KUALA LUMPUR Malaysian Prime Minister Najib Razak took a swipe at a former leader for "harping on the past" while taking a confrontational approach.

"It is true that Malaysia had a former leader who had a confrontational foreign policy, who acted out of anger and seems unable to let go of old grievances," said Mr Najib.

"This government, on the other hand, has been forging new bonds in the region and beyond and has been strengthening (ties) with old friends," he added when delivering his keynote address at the World Capital Markets Symposium yesterday.

He said this approach will benefit the well-being of the rakyat, compared to "harping on past quarrels", the Star reported.

Dr Mahathir Mohamad is highly critical of Mr Najib's administration and is now the chairman of opposition coalition Pakatan Harapan.


Mr Najib also said the "excess of crony capitalism of a former era" must remain in the past as the current administration has renewed focus on good governance.

In a separate development, Malaysia's Islamic party Parti Islam SeMalaysia (PAS) has said that non-Muslims will have only a secondary role in the government should the party wins at the next general election, which must be held before August.

Muslims in the cabinet will set the policy direction while the non-Muslim ministers will be tasked with carrying out what had been decided, said Abdul Hadi Awang, president of PAS.

"If PAS rules, it (the administration) will be divided into two.
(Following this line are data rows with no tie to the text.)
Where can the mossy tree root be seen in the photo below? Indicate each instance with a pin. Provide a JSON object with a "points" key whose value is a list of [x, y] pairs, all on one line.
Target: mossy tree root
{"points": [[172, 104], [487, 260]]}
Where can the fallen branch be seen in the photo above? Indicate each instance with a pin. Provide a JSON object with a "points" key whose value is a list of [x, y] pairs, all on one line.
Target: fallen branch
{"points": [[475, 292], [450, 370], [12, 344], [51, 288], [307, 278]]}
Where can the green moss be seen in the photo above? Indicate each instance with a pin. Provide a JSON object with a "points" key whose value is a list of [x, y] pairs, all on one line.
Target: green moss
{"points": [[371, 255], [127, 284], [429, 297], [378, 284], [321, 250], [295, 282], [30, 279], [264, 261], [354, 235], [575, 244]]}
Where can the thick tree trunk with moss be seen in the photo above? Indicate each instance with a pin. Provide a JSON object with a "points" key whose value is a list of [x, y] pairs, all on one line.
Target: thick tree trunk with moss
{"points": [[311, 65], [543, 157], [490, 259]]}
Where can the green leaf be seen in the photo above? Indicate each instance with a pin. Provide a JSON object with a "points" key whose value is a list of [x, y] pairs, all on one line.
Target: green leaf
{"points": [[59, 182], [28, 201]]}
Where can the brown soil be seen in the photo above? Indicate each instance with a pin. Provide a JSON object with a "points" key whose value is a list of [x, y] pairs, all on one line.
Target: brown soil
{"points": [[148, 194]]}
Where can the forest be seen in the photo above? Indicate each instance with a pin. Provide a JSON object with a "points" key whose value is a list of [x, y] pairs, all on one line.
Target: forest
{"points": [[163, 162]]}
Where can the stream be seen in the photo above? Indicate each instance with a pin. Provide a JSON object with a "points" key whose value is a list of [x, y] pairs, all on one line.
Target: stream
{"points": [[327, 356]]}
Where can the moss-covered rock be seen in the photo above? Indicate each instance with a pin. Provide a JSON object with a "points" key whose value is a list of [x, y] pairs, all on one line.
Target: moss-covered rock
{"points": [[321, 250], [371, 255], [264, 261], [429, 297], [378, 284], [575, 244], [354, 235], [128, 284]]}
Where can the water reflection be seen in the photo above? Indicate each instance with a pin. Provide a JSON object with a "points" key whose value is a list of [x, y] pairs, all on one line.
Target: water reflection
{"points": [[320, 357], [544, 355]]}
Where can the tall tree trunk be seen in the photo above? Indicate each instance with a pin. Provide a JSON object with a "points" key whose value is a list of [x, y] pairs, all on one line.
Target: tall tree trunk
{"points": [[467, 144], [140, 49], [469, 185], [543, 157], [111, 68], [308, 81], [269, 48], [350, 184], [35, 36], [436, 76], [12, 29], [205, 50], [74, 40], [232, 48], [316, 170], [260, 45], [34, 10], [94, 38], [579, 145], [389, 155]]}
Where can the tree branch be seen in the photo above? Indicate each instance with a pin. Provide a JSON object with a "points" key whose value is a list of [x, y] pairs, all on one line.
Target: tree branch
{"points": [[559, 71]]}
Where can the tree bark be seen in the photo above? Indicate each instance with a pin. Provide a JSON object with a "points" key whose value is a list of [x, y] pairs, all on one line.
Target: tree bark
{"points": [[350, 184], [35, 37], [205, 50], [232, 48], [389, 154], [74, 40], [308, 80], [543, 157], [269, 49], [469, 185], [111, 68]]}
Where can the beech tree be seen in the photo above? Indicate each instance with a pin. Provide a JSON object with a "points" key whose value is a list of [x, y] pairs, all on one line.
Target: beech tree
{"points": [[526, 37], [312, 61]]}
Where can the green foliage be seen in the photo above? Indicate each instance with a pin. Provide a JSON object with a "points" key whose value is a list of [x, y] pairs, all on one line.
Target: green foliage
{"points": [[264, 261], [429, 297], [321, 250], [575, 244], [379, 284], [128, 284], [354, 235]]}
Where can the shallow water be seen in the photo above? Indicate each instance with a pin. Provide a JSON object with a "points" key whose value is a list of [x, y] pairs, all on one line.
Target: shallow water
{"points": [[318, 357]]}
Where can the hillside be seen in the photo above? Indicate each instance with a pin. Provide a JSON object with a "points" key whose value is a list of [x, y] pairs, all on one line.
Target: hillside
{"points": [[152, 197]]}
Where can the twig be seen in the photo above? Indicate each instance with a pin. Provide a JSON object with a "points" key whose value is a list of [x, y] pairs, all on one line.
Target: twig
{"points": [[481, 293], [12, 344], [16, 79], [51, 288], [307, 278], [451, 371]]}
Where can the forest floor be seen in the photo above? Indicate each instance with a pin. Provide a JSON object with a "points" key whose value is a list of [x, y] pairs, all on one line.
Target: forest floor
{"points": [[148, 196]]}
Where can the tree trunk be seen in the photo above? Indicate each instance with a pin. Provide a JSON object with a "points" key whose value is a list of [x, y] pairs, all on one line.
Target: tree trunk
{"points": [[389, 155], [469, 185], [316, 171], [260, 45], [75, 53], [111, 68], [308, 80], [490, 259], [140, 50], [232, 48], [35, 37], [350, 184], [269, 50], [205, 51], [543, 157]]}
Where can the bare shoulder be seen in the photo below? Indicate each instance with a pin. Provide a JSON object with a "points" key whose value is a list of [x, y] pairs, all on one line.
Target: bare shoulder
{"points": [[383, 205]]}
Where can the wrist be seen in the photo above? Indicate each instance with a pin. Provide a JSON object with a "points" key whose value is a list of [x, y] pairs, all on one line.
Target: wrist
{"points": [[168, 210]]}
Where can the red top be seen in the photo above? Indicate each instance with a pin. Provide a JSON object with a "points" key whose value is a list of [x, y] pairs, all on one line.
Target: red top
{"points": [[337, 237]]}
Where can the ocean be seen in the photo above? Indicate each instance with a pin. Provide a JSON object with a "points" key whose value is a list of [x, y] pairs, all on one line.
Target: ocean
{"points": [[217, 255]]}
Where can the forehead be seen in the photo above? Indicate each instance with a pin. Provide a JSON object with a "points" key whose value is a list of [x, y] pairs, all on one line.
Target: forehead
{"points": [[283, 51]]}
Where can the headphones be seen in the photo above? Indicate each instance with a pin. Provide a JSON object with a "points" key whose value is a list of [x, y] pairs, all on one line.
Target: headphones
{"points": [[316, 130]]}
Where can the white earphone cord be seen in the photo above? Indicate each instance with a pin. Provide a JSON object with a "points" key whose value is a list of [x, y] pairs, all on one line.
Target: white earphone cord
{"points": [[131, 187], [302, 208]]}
One, a cabinet that decides on national policies.

"This must consist of people who adopt the national ideology and faith," he was quoted as saying on Sunday by The Malaysia Insight news site, during a dialogue with Indian non-governmental organisations in Penang.

"This cabinet will appoint an executive cabinet to carry out the policies and the members can be non-Muslims, appointed based on their expertise," he added.

Mr Abdul Hadi courted controversy last month when he said the Malaysian government should be led only by Malay-Muslims.